What has happened in Europe over the last 50 years since the Treaty of Rome is truly remarkable. It has shown that nations with different ambitions and dreams can be molded into a single matrix of unity in diversity. It is a triumph of reason over vanity. The common legacy of a thousand years of wars and misery, with Christianity and Hellenistic culture binding them all, have cemented a New Europe committed to the pursuit of peace and prosperity. Europe's momentum of integration has hardly slowed; it is expected to keep expanding to the east until it reaches the Ural Mountains.
What implications does the European Union model have for Asia? Should Asia follow this path, build a single market and a borderless region?

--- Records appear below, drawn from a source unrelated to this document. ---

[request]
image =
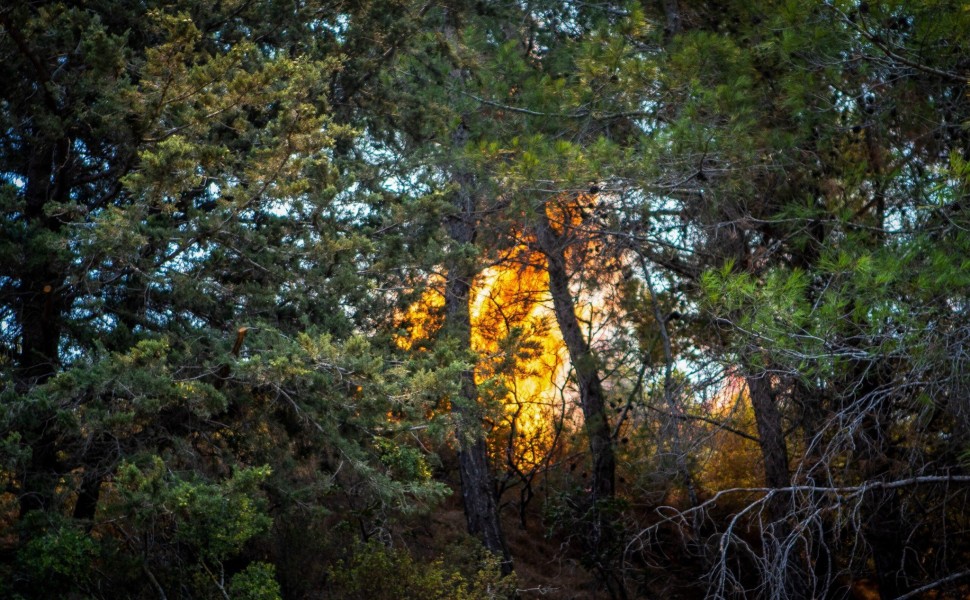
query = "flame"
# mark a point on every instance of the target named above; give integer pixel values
(523, 361)
(522, 358)
(514, 331)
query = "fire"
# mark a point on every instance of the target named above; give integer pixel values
(514, 331)
(522, 358)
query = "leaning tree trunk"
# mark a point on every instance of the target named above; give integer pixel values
(591, 399)
(477, 489)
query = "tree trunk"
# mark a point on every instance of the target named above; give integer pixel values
(771, 434)
(477, 489)
(583, 362)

The answer, I believe, is unequivocally yes. Already, Japan and South Korea, despite their political differences and never-ending squabbles over a history of conquest and apology, are quietly talking about waving visa requirements for each other’s citizens. Their steel and automobile industries are closely linked through mutual investment and exchanges of technology. China and India, with a combined population of 2.3 billion, have become a major market for Korean goods. East Asians, at least, are building these increasingly peaceful interactions upon a common heritage of Buddhism and Confucian culture.
But is Asia politically ready for such a big leap? Not yet, but it is clearly becoming more aware of the possibility, thanks to the pace of economic empowerment. What Asia needs today are an Asian Jean Monnet and Robert Schuman to launch the debate over future regional integration. Asia has not had a towering visionary leader since the departure of Gandhi.
Two things are vital for this process to begin: the speedy achievement of regional economic integration, spreading the desire for further development and prosperity within a borderless Asia. Development also helps end war and focus efforts on conflict resolution; after all, the parties have more to lose. At the same time, regional powers like Japan and China must take the lead in starting an Asian version of the Helsinki Process by launching an Organization for Security and Cooperation in Asia, to promote dialogue and detente. Promotion of human rights and exchanges of science, technology and culture within the region should be facilitated by this multilateral channel.
Arrival of the age of development in China and India, Asia's two largest nations, has made it possible to start dreaming about an Asian Union based on economic benefits and common political aspirations. The success of the European Union has shown the way. Asia can, and should, follow its path. It is the way of the future.